Contrast this storyline to the far quieter drama surrounding Mrs. Hughes’ health scare. In that story, the stakes arise from the established relationships between the characters—specifically, from the devotion we know Carson has for Mrs. Hughes, the woman who shares his life. Nothing needs to be conveniently stated to make it fact, because as viewers, we already know all the necessary information to care about the scene. And sure, maybe we all knew that Mrs. Hughes wasn’t going to end up diagnosed with cancer. But that doesn’t mean we still can’t be touched by Carson singing to himself as he polishes his silver, celebrating her negative test results. It’s earned; it’s a payoff on our continued investment. Surely we can expect returns for other stories besides this one.

Stray observations:

  • Is it just me, or did the Bates storyline make almost no sense at all? I’m kind of hoping it will all make sense in a later episode, but I have to admit that I literally did not understand what I was supposed to feel. Is Bates a creepy cellmate who just threatens people for no reason now? What on earth was that packet hidden in the bed? How did the cellmate alert the guards? Why were they all walking in a circle??
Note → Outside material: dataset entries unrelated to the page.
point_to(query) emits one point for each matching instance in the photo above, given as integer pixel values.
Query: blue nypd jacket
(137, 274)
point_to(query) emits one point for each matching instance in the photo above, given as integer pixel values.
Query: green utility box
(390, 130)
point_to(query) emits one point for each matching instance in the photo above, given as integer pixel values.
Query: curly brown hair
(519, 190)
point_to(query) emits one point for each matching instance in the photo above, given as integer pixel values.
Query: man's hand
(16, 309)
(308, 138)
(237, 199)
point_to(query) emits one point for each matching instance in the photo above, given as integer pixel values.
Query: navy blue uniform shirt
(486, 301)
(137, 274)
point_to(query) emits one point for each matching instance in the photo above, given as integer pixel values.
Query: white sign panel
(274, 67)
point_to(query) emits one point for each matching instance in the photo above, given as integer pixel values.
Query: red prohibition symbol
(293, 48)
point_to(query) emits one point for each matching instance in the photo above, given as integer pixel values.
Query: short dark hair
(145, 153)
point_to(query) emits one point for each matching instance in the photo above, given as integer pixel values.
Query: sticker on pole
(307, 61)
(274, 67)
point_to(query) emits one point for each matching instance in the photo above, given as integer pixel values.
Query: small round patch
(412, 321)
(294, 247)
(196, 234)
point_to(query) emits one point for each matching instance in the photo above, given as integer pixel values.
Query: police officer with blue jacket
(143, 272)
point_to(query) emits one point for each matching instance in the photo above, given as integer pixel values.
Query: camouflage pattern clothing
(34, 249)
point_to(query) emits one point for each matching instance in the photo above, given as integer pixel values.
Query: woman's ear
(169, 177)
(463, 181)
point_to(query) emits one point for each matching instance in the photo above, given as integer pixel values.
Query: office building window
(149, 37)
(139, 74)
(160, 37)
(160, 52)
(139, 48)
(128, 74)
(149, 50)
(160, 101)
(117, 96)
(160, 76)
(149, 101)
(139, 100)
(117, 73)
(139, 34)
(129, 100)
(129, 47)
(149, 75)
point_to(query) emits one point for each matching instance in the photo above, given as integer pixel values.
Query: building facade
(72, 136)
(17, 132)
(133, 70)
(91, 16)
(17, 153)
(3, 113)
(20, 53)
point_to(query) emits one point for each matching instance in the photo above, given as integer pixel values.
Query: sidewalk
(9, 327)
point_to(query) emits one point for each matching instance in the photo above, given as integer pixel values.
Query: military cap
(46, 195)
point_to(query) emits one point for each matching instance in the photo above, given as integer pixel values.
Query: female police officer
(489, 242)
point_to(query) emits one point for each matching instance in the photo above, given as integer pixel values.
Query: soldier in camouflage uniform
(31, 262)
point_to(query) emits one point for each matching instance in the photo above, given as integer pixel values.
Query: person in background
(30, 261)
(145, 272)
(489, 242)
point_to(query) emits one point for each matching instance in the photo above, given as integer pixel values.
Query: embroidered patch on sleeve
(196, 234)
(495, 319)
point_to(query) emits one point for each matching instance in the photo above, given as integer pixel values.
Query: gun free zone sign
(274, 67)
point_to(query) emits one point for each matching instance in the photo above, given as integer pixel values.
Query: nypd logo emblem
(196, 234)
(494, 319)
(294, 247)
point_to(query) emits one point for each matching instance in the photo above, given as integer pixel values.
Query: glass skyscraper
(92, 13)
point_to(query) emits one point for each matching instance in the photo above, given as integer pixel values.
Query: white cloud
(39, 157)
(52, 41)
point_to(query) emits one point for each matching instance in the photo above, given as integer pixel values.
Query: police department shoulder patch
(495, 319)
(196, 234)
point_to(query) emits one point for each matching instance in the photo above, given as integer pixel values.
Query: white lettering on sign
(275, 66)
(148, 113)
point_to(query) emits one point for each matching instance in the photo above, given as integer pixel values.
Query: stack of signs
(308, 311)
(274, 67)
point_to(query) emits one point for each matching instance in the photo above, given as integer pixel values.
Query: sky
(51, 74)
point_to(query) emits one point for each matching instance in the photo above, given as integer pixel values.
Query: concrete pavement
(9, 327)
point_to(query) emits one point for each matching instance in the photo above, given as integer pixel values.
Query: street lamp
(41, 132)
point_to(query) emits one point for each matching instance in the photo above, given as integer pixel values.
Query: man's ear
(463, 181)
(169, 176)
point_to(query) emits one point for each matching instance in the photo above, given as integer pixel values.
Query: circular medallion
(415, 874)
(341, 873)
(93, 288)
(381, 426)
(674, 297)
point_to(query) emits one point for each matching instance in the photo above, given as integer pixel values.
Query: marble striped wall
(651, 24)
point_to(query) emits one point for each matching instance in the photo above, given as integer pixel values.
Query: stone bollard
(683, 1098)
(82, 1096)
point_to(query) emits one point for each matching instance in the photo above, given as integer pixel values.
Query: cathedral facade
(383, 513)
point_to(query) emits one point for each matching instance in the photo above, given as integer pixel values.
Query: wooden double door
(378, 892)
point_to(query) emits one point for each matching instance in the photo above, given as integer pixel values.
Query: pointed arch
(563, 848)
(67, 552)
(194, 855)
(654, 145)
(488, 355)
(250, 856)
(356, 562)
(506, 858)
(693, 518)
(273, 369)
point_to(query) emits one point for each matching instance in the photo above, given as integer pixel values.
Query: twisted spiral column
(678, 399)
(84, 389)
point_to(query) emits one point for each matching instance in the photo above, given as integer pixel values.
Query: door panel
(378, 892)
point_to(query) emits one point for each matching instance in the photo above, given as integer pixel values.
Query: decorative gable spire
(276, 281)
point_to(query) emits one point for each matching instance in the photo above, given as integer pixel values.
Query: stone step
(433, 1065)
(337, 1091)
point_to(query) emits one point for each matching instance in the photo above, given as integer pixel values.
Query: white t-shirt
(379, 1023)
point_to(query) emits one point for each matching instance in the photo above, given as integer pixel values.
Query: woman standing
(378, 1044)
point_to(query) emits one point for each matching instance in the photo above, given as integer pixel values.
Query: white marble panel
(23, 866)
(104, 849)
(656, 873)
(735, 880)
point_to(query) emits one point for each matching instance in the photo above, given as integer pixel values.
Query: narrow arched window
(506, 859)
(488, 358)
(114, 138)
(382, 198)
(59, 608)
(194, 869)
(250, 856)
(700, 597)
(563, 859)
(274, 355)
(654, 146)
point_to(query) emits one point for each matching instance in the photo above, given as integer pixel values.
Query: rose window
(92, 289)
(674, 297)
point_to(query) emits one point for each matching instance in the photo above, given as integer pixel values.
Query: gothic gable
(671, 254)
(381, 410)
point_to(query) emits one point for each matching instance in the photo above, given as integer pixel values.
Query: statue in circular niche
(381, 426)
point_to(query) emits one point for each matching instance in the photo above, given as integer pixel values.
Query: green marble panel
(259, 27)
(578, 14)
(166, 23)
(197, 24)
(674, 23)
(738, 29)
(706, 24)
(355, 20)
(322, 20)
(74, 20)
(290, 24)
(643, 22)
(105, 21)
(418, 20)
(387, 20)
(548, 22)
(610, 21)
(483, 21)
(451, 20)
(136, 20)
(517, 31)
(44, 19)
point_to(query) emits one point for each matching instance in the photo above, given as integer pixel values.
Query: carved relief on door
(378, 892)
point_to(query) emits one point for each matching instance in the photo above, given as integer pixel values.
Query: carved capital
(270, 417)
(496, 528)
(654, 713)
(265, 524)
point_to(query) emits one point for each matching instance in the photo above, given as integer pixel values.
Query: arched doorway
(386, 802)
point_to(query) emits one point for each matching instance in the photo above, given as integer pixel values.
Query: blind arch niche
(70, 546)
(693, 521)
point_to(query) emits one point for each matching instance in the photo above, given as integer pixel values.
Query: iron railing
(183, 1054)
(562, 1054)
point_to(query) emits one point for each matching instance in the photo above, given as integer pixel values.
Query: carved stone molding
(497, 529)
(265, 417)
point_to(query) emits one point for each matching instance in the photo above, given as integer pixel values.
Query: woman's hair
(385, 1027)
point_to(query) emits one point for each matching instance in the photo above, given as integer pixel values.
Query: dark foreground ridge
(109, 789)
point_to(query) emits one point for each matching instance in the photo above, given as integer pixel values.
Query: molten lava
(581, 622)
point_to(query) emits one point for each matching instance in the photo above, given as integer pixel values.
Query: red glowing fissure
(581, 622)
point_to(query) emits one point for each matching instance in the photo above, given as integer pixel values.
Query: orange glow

  • So many micro-plots, even less important than the sub-plots, occupied space in this episode that there’s no way I’ll be able to touch on them all. Most of them are below-stairs shenanigans, which usually tend to play for comic effect. Let’s see how they go.
  • Mrs. Crawley and the Prostitutes would be an interesting name for a band, wouldn’t it?
  • I typically like Elizabeth McGovern, but her acting in this season so far has been embarrassing. I was cringing during the scene where she tries to comfort Edith. Cringing.
  • The UK/US time lapse is making it more frustrating than ever to discuss Dan Stevens’ acting, so SPOILER ALERT: I imagine that those of you who either a) have seen the whole third season already or b) have been following celebrity gossip have an idea as to why Dan Stevens looks like he’s already checked out of the show.